Regarding the first scenario - it is no longer impossible to imagine it coming to pass. Many low hanging fruits still exist, and many things have not yet been fully expored.
The key point in favor of the second scenario is that “data efficiency at the frontier” is not the same as regular “data efficiency”.
It is crystal clear that these models are extremely data inefficient.
But, at the frontier, the models know a lot about the world already, and a large amount of inductive bias has already been inserted into their weights and intermediate representations. Few shot learning following a long pretraining step was demonstrated extensively both in language and image models.
I believe it is simply intellectually dishonest to state that the probability of this happening is lower than say ~30% in the upcoming ~decade. And likely higher, and possibly sooner. Especially if we account for the probability of a more data efficient architecture to be invented in that time period.
But, it is also far from certain at this point.
A strong counter argument can be made by pointing out the goal of attaining self-driving vehicles. This is clearly a strictly much simpler task than “operate in the world and advance human knowledge and understanding of the world”. This is also an attempt in which a lot of resources were invested into during the past decade.
And yet, still no cigar.
A few “excuses'' can of course be made on behalf of the autonomous vehicles folk. First, the models of 3 years ago were not large enough so no meaningful progress could be achieved and jump-start the data flywheel. Another potential “excuse” could be that the accuracy threshold for deployment is not only high capabilities (“99%”), but near perfect capabilities (“99.9999%”) due to safety reasons, which is extremely hard to guarantee with machine learning models historically, and potentially domains where bad outcomes are less deadly will allow for more rapid imperfect solutions to be deployed. e.g. only 1% of creating a striking image could still be useful to an artist, whereas a car that doesn’t crash 99% of the trips is not very useful to anyone.
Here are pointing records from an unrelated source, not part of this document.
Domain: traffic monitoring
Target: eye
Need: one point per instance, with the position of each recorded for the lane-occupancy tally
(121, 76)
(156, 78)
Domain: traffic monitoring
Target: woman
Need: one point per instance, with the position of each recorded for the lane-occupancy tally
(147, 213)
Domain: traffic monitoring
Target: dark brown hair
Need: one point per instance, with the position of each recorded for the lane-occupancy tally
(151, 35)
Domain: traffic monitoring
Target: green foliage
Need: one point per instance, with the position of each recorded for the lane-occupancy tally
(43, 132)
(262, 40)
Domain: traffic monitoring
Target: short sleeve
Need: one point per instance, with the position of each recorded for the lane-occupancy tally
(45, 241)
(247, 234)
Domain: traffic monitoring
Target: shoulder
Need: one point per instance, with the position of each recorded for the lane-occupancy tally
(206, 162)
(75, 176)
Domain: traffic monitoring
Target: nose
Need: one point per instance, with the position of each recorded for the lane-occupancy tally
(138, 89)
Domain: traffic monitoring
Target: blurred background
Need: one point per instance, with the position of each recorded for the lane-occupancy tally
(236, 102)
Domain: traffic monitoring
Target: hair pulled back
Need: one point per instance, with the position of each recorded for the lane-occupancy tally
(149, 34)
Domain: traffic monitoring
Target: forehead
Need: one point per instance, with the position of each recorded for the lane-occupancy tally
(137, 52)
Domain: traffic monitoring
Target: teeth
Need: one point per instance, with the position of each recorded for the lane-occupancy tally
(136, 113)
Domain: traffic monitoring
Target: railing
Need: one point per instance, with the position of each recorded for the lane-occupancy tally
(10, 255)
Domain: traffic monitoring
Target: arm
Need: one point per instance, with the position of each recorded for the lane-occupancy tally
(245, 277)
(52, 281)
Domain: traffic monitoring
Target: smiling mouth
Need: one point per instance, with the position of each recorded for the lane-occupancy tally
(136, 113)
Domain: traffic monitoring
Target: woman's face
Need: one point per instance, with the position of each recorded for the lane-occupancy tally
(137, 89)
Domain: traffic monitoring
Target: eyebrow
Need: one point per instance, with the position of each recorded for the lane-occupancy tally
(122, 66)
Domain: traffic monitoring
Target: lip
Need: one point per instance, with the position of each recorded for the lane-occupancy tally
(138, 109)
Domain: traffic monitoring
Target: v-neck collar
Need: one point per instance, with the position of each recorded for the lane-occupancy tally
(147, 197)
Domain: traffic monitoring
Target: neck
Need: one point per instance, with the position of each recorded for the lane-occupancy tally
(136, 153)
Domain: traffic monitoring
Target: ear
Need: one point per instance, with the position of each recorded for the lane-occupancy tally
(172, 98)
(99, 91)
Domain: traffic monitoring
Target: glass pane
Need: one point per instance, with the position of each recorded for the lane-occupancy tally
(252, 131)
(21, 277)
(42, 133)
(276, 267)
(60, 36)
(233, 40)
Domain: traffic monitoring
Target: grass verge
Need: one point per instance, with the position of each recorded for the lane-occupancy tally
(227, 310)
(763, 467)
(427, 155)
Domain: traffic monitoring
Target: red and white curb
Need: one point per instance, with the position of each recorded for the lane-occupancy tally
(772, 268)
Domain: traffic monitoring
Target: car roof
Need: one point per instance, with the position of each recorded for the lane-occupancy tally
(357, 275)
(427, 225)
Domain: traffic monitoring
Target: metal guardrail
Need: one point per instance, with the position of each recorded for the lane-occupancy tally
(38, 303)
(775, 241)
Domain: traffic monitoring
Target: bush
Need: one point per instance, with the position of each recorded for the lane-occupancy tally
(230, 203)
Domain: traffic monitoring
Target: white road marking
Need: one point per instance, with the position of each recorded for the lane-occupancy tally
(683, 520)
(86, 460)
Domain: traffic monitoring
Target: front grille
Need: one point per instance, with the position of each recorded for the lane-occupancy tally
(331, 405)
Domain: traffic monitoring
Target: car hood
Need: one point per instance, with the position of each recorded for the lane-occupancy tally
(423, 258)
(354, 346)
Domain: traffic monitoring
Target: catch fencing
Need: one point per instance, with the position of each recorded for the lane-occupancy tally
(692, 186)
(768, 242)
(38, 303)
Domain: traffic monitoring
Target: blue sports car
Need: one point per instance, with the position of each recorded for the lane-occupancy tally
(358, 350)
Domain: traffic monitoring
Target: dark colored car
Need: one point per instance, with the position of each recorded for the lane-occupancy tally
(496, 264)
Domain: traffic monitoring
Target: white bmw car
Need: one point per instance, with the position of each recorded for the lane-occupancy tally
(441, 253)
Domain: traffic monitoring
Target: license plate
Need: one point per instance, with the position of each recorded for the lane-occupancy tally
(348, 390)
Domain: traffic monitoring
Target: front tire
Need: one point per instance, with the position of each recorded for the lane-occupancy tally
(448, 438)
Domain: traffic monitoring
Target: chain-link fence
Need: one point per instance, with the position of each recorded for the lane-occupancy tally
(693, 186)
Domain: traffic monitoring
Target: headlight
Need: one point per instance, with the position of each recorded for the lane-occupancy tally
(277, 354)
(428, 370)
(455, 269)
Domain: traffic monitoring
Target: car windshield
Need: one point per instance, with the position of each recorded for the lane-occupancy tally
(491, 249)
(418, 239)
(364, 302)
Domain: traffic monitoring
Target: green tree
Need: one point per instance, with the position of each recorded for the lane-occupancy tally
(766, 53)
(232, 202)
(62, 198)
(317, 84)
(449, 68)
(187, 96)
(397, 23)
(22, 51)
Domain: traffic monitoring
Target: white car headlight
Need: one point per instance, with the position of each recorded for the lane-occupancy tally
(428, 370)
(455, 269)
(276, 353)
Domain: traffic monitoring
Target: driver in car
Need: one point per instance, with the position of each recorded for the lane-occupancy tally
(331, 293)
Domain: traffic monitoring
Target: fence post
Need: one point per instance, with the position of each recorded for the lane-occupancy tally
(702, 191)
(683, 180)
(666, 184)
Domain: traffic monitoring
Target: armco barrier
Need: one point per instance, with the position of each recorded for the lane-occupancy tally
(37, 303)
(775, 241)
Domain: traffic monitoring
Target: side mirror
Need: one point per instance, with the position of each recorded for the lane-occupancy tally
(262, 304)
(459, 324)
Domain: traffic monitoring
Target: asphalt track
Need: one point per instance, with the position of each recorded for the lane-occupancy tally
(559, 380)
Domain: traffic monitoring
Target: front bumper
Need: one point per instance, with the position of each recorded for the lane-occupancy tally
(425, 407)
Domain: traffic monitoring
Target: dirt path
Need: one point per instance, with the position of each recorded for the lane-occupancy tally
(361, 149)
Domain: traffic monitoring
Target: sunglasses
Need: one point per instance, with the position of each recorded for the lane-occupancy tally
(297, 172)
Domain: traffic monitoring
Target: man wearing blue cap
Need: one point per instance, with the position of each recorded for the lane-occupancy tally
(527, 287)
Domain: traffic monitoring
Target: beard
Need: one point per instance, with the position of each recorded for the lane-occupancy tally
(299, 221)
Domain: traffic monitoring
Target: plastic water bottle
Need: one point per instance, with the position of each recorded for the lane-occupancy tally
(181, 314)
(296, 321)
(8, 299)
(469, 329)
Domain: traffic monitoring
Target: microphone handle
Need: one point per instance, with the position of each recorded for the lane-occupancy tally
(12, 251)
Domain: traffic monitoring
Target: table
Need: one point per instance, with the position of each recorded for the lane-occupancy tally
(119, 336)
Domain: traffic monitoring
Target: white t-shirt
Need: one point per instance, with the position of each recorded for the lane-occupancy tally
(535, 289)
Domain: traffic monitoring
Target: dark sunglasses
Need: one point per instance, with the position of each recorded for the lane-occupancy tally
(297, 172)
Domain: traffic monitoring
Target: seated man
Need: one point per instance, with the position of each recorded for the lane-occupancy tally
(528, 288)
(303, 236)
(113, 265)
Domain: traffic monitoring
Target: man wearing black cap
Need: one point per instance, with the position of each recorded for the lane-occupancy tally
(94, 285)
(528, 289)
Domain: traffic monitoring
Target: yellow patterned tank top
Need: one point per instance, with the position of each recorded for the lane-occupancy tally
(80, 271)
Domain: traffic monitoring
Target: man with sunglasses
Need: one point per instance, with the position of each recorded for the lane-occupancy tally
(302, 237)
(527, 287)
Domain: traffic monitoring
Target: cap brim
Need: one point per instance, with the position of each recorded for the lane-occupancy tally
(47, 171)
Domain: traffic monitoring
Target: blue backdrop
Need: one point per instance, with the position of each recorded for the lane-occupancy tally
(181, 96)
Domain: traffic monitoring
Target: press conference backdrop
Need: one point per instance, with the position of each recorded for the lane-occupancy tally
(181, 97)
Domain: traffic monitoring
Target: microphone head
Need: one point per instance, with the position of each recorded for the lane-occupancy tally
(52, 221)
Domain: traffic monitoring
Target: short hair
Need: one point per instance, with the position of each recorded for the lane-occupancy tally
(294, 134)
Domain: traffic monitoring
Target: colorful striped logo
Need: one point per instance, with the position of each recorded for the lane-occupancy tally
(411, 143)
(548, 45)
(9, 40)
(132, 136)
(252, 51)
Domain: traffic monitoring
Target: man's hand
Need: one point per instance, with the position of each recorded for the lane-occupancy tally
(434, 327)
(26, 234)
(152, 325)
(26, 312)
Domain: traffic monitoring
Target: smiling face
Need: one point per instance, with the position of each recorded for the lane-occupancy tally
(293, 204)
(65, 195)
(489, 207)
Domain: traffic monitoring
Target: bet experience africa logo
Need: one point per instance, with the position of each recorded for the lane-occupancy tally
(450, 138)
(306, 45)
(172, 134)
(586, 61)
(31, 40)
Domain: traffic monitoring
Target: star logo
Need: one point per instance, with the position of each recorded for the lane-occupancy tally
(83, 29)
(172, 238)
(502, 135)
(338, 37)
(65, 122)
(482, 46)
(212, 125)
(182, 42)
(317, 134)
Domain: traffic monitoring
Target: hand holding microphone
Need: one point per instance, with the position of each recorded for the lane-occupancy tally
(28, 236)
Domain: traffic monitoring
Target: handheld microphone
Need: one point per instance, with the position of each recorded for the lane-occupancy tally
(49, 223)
It is possible that if the data engine starts it’s progress from 1%, capabilities will progress in a much more rapid pace and from a much more earlier stage.
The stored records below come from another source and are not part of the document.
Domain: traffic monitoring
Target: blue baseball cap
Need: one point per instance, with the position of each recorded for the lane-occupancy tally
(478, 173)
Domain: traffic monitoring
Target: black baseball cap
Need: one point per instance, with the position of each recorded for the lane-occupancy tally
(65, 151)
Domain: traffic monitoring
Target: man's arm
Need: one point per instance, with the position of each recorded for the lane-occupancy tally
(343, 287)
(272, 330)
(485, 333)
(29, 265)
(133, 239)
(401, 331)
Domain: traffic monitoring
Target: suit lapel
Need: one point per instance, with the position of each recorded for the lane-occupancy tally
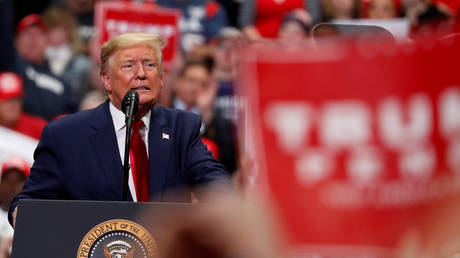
(104, 141)
(160, 139)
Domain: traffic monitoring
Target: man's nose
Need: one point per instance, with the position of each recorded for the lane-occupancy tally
(140, 72)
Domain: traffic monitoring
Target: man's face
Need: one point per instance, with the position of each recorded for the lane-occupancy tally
(195, 80)
(31, 44)
(135, 68)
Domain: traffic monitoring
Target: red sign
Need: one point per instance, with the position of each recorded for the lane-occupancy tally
(114, 18)
(357, 144)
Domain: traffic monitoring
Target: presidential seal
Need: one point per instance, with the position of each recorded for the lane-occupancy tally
(118, 238)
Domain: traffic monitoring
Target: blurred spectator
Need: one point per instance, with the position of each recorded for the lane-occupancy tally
(195, 90)
(64, 51)
(13, 175)
(342, 9)
(382, 9)
(201, 20)
(293, 29)
(425, 17)
(11, 115)
(227, 226)
(92, 99)
(45, 94)
(83, 10)
(226, 57)
(262, 18)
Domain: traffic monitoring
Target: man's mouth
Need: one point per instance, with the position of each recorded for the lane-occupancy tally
(141, 88)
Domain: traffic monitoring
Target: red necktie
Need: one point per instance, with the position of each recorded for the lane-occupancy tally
(139, 163)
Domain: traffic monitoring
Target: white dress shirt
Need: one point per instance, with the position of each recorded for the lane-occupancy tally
(118, 118)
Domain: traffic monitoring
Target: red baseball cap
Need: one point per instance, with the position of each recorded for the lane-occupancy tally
(16, 163)
(10, 86)
(30, 20)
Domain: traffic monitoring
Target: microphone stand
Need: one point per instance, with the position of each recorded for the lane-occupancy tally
(126, 165)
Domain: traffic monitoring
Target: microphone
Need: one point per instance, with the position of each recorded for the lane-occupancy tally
(129, 106)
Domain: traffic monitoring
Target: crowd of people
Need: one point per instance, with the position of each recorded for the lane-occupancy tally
(50, 62)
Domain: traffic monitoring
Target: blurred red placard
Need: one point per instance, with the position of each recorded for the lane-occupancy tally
(356, 143)
(114, 18)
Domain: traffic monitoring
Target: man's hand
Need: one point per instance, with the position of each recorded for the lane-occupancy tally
(15, 212)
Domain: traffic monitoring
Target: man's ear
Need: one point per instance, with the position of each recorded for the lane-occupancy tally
(106, 81)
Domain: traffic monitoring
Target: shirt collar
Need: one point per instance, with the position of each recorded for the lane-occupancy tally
(118, 118)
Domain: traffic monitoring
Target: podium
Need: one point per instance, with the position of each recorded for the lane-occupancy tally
(57, 228)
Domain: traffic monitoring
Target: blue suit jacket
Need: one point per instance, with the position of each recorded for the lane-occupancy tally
(78, 158)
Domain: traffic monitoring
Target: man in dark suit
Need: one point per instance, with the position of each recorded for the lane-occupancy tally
(80, 156)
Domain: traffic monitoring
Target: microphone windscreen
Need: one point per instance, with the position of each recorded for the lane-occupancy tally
(130, 96)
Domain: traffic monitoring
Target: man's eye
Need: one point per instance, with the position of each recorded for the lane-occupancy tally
(127, 66)
(150, 65)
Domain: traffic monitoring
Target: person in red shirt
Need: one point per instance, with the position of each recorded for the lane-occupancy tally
(11, 114)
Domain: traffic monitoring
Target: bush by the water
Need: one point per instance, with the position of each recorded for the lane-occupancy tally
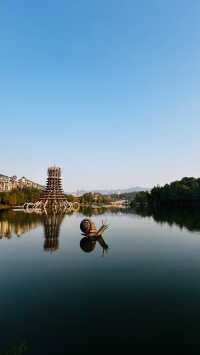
(179, 193)
(19, 197)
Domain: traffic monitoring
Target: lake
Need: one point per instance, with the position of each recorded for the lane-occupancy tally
(135, 290)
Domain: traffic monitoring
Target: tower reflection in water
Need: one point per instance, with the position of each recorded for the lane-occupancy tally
(52, 225)
(17, 223)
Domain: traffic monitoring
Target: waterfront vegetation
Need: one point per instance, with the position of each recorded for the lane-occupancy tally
(181, 193)
(18, 197)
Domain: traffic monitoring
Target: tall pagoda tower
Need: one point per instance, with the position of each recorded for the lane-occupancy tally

Either way, for both scenarios above - the future seems bright.
Not without risk, but with great promise.
It appears that after a period of ~50 years of relative technological stagnation in the physical world[1], but with huge advances in the digital world[2], the investment of humanity in information processing could finally bear fruit.
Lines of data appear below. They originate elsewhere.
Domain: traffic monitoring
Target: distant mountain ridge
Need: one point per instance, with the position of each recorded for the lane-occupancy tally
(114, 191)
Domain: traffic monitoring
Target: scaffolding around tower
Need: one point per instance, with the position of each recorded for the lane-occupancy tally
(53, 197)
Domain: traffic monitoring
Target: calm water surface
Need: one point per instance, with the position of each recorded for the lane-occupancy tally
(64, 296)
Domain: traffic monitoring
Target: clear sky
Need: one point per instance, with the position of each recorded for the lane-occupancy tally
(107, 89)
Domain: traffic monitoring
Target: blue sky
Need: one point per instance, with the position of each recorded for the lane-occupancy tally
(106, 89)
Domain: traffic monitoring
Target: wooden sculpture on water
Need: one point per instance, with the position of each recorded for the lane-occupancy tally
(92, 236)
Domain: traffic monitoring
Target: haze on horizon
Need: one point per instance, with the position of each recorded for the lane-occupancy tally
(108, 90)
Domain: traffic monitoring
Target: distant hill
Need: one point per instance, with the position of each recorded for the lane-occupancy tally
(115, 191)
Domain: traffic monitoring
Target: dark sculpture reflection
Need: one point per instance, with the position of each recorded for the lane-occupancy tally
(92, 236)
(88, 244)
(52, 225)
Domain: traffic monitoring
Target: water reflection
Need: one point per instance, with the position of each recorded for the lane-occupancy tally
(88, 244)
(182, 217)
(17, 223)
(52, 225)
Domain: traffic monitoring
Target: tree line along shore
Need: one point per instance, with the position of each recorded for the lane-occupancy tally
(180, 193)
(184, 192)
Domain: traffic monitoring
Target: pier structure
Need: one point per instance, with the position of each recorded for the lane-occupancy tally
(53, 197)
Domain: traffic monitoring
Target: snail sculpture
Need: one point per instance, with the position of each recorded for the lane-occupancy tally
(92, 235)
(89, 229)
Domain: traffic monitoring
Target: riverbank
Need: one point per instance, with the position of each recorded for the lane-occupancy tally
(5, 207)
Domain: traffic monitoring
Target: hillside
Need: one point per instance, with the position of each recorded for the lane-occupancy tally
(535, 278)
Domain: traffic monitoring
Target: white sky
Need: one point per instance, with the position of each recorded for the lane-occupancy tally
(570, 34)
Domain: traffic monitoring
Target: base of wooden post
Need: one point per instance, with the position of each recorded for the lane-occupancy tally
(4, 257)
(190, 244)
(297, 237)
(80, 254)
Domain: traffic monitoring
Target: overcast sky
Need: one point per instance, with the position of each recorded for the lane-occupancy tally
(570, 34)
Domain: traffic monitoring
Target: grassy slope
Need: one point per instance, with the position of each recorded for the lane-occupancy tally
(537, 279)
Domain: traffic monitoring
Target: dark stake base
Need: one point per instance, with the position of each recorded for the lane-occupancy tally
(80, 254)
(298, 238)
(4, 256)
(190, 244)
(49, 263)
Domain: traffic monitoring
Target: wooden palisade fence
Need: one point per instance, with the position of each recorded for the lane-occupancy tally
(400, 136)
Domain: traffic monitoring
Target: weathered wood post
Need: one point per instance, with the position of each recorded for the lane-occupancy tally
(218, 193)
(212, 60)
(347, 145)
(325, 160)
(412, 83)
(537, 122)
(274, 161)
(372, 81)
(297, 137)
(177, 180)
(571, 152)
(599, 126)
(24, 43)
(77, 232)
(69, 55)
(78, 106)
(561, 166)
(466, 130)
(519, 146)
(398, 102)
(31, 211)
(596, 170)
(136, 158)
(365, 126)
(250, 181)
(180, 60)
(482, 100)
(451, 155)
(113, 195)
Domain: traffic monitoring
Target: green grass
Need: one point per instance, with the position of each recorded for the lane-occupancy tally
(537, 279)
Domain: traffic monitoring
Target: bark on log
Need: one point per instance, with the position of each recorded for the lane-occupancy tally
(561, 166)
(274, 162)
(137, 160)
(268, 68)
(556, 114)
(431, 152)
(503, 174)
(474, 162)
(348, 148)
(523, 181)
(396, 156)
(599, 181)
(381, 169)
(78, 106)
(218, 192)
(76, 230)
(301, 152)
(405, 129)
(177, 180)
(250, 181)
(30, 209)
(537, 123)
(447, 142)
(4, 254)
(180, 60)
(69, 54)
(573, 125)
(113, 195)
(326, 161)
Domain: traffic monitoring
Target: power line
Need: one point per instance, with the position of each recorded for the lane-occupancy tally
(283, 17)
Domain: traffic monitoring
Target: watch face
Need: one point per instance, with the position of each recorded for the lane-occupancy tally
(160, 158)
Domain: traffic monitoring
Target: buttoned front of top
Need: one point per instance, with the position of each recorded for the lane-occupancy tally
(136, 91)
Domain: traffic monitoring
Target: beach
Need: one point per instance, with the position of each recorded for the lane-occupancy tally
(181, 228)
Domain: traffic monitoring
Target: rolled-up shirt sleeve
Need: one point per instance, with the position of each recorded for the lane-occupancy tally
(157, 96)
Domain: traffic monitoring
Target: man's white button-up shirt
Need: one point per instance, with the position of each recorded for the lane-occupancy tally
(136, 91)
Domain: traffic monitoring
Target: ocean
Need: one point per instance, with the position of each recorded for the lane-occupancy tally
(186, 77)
In the past 50 years humanity’s best and brightest spent their lives advancing information processing capabilities. At first glance, this sounds stupid that CS PhDs will try to improve ad placement at Google instead of attempting to cure cancer, but the over-sized returns from digital tech that led to programmers being the most lucrative and sought after profession might finally pay off - if those programmers will actually deliver on AGI. If so, this could lead to potentially the biggest economic boom in the history of humanity. And for that, I cannot wait.
May we live in interesting times.
[1] “the world of atoms” as they say, meaning people of the 70s-80s lived in roughly the same houses, prepared food in similar ways, drove roughly the same cars, flown on roughly the same planes and used the roughly same medicine
[2] “the world of bits”, meaning computers, the internet, phones - basically, none of these even existed in the 70s from the consumer perspective. so, tremendous progress in that area.